I need to get fit. I have a friend who is into powerlifting. I know that sounds a little weird. A lot of people when they hear powerlifting think about huge meatheads throwing metal around, but it has become a lot more… inclusive for women recently, it seems? Is this true? I’ve always hated running, I am not very good at team sports, and since it’s my friend who is doing it I feel more comfortable. I know that any exercise is good for me but I want to focus on weight loss. I’m wondering how effective powerlifting will be if tried it. I already went to one class with my friend and I liked it! But I just want more information, to know what the most effective thing to do would be.

Just like you said, powerlifting has become a lot more popular over the last few years. It has also become a lot more inclusive, and it’s easier to find women involved in the scene. Powerlifting is a strength sport that revolves around three lifts: the squat, the bench press, and the deadlift (this comic has great illustrations of all three). The goal of the sport is to move as much weight as possible with each of those three lifts. In its simplicity, the sport can’t be beaten. It consists of little more than picking up heavy objects and setting them back down again (with the right technique, of course).

It also builds a strong foundation of functional strength, or the muscle strength that helps you more throughout the day. For these reasons, powerlifting has become popular with women interested in a sport or exercise that helps them in their day to day life, that is totally focused on a simple function of the body, and that can make them feel stronger and more confident. According to bodybuilding.com, the number of women powerlifters has doubled since 2015, and that’s only counting women who compete professionally. Many more are estimated to be training and participating casually, and they are women from all walks of life.

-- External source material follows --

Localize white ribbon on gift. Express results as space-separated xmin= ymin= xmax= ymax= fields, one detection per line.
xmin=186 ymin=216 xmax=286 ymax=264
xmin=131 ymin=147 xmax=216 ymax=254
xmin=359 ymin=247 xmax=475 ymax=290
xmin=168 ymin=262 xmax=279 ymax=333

So here’s the thing: if you take up powerlifting and eat properly, the way a powerlifter would, you will probably gain weight. Powerlifting requires that you gain muscle mass, because you will be gaining strength. To gain muscle mass, you also have to eat a lot of food, and if you have a sedentary lifestyle now and start an intensive exercise regimen like powerlifting, your daily calorie intake will go up.

But when it comes to powerlifting, you have to flip your expectations on their head. You will probably stay the same size, or thinner, and you will probably look thinner. This is because you’re burning fat and you’ll notice the difference when you look in the mirror, but the number on the scale will likely go up as you continue training. The muscle you gain is lean and dense.

If you pursue powerlifting, there are several ways to supplement your new exercise practice and achieve better results. You may want to look into alternative diets like paleo or raw foods. You can also look in to taking supplements like CBD oil for weight loss, and CBD oil has the added advantage of being used for pain relief, which can help with sore joints. Finally, just because you try powerlifting doesn’t mean that you can’t also try out other, complementary activities like yoga or rock climbing. Since you liked your powerlifting class, it’s a good idea to continue to try it out. You could come away with new skills, new strengths, and maybe a new passion.